Together with the preceding listing (which I place in the same swift file), the location and status are updated. The interesting stuff is in the init() code. It should be self-explanatory. The only difficult part is “where is the delegate?” - that’s the extension methods we wrote earlier.

Use the geocoder to turn location into a placemark

The final piece is to turn the location into the placemark. I’ve already produced a dummy call to geocode() which is called whenever the location changes. All I need to do now is to fill it in:

class LocationManager: NSObject, ObservableObject {
  private let geocoder = CLGeocoder()
  
  // Rest of the class

  @Published var placemark: CLPlacemark? {
    willSet { objectWillChange.send() }
  }

  private func geocode() {
    guard let location = self.location else { return }
    geocoder.reverseGeocodeLocation(location, completionHandler: { (places, error) in
      if error == nil {
        self.placemark = places?[0]
      } else {
        self.placemark = nil
      }
    })
  }
}

The completionHandler is an async return value. The geocoder method will return immediately, but it will continue to work in the background. When it is complete, it will call the completion handler with the results. We then set the new placemark and the view observing this value will get the update.

Use it in a view

Here is the view I use to test:

struct CityListScene: View {
    @ObservedObject var lm = LocationManager()

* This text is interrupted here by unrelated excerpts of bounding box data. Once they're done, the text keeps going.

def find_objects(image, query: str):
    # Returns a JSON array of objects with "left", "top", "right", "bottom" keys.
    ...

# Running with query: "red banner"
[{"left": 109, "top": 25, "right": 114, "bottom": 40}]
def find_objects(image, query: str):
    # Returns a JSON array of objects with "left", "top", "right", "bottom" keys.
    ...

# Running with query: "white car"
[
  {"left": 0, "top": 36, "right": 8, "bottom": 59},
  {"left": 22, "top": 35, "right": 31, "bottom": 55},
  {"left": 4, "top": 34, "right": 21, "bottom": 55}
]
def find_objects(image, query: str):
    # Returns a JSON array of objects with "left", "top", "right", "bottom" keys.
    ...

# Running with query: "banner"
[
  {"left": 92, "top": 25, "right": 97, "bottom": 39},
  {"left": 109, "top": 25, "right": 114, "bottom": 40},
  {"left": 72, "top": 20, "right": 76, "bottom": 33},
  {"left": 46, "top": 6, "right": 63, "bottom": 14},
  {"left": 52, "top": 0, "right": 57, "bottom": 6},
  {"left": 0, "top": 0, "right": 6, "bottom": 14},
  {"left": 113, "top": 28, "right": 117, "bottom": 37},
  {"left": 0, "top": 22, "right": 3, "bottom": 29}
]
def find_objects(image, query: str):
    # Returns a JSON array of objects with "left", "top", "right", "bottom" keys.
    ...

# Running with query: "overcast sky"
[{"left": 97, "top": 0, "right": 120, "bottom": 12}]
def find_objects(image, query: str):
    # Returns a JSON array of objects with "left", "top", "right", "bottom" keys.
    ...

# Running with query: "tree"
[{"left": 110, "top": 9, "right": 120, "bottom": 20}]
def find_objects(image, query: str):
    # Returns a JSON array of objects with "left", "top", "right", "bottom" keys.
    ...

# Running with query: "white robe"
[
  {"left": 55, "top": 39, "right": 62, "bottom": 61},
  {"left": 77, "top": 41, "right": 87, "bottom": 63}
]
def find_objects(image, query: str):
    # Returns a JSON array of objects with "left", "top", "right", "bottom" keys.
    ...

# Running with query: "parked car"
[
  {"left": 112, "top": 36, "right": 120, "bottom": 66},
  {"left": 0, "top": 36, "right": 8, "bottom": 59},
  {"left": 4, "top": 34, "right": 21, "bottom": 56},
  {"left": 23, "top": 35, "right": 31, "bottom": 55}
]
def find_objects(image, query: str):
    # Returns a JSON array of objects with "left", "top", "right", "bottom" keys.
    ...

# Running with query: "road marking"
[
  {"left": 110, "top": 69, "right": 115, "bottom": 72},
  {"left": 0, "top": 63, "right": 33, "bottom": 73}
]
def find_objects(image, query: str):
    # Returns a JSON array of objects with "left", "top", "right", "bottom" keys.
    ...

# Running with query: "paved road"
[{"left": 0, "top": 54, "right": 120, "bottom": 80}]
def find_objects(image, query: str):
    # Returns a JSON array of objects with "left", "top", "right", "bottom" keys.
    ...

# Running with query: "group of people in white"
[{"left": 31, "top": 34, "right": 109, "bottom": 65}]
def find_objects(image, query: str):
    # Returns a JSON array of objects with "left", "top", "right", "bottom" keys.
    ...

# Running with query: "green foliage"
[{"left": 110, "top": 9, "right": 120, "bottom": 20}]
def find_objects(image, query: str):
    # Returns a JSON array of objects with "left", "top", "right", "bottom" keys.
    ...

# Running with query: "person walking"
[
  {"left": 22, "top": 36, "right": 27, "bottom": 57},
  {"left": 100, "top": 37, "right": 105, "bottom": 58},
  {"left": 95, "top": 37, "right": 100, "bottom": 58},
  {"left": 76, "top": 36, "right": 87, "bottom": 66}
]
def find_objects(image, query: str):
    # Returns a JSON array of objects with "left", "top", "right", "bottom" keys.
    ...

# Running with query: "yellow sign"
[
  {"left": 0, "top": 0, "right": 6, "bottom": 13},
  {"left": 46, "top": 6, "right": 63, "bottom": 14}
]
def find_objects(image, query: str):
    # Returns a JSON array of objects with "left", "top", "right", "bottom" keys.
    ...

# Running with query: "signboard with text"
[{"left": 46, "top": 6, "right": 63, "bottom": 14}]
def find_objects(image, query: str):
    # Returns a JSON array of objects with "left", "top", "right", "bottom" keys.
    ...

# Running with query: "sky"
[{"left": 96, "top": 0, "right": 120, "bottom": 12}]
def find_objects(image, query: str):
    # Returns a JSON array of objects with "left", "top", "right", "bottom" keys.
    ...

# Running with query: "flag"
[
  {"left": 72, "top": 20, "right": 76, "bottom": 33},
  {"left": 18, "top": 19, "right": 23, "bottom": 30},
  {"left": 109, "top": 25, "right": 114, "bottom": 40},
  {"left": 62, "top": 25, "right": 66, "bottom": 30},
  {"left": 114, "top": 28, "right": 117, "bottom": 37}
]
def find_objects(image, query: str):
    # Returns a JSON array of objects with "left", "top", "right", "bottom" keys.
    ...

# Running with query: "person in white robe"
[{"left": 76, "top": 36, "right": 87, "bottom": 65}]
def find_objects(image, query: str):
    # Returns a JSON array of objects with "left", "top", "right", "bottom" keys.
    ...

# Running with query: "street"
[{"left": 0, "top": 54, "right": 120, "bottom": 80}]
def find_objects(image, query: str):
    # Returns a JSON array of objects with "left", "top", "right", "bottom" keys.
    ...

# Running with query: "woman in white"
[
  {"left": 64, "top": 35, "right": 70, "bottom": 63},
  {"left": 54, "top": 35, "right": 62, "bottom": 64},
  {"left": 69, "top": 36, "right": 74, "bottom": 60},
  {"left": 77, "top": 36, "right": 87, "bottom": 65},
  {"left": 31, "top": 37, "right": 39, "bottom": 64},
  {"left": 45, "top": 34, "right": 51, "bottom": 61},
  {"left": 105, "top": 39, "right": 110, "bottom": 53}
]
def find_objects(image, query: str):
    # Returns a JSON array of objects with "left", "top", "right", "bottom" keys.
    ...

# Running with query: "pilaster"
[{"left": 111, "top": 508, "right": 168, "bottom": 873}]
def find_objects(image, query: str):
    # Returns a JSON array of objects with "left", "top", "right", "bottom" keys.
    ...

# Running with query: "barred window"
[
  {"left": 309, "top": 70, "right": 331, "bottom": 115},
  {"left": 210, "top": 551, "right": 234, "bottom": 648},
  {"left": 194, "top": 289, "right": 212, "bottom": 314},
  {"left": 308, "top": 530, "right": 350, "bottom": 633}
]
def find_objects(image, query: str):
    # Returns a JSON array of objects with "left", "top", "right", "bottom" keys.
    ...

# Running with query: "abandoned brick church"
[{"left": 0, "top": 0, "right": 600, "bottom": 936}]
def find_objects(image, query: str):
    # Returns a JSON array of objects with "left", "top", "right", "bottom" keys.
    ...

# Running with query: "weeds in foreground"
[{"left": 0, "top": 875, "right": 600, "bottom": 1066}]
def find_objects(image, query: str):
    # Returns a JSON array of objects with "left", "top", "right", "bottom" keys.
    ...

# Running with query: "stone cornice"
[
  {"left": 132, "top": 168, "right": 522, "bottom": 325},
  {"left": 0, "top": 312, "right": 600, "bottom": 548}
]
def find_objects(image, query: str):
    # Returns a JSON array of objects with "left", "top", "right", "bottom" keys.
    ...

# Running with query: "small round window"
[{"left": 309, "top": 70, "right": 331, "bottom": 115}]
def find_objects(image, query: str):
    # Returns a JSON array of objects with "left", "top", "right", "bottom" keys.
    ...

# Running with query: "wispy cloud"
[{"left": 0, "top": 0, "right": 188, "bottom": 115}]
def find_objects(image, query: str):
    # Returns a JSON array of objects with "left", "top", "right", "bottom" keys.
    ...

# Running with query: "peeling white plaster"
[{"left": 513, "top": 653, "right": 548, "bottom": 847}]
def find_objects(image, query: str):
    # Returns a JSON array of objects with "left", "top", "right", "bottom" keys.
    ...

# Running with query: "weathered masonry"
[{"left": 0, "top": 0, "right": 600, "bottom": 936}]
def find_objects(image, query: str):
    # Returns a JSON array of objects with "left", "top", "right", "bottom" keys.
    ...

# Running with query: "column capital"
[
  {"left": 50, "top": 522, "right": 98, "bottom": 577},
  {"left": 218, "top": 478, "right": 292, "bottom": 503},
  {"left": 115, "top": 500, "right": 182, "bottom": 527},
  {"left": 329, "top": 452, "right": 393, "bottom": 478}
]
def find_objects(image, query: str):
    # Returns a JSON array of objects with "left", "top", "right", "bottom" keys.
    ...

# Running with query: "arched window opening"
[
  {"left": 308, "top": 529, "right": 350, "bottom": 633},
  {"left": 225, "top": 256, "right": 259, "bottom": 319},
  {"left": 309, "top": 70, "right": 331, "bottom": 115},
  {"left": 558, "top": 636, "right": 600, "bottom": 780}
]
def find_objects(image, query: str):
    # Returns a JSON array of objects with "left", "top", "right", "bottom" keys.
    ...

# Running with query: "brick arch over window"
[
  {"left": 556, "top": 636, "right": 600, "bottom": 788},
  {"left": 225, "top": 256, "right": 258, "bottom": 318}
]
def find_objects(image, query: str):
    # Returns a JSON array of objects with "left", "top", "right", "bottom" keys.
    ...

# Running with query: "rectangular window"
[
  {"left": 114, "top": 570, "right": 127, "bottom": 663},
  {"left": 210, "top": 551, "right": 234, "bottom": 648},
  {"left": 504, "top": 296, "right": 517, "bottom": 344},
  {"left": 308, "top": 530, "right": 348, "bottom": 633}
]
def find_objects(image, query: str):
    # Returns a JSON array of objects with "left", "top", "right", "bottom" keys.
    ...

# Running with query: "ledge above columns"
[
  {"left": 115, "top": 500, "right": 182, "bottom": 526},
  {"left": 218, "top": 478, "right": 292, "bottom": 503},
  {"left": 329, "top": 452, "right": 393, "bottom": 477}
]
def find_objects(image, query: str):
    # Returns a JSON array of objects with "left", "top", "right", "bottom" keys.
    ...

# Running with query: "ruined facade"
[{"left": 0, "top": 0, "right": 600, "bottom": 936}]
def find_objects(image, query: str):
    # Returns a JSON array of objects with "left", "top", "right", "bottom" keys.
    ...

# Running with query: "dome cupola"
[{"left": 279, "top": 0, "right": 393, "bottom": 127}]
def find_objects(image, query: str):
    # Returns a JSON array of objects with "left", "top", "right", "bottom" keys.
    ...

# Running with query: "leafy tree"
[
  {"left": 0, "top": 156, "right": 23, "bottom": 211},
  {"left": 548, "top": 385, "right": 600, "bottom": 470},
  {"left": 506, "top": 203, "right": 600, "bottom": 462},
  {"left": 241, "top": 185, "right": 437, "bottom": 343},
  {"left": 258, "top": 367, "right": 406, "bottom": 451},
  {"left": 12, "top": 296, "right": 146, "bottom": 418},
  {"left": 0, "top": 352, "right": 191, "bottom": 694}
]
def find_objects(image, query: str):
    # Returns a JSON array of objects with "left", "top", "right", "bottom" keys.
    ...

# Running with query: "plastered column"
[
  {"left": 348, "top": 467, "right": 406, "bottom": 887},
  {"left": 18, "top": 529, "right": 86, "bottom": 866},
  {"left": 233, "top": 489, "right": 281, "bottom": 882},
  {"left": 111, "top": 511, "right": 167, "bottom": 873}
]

    var latitude: String  { return("\(lm.location?.latitude ?? 0)") }
    var longitude: String { return("\(lm.location?.longitude ?? 0)") }
    var placemark: String { return("\(lm.placemark?.description ?? "XXX")") }
    var status: String    { return("\(lm.status)") }

    var body: some View {
        VStack {
            Text("Latitude: \(self.latitude)")
            Text("Longitude: \(self.longitude)")
            Text("Placemark: \(self.placemark)")
            Text("Status: \(self.status)")
        }
    }
}

I’m still getting the values in the same way, but now I have access to the location and the placemark. I like “promoting” the latitude and longitude to the be properties on the CLLocation. By default, they are buried inside the coordinate property. To do the promotion, I have the following code:

extension CLLocation {
    var latitude: Double {
        return self.coordinate.latitude
    }
    
    var longitude: Double {
        return self.coordinate.longitude
    }
}

This code is placed in the same place as the LocationManager.

Final notes

The location manager doesn’t work inside the preview window. For this reason, I’m going to be switching to a “fake” location manager that is attached when running in debug mode. This will allow me to inject a fake location by constructing the three variables I need. You will always need to check the status (ensure the value is .authorizedWhenInUse or .authorizedAlways) and don’t add the “current location” when you are not authorized.

When you run it in the simulator, you will be prompted for the permission to use location, then see the following:

This is my first peek into the application state (and outside the UI), and it turned out to be really easy.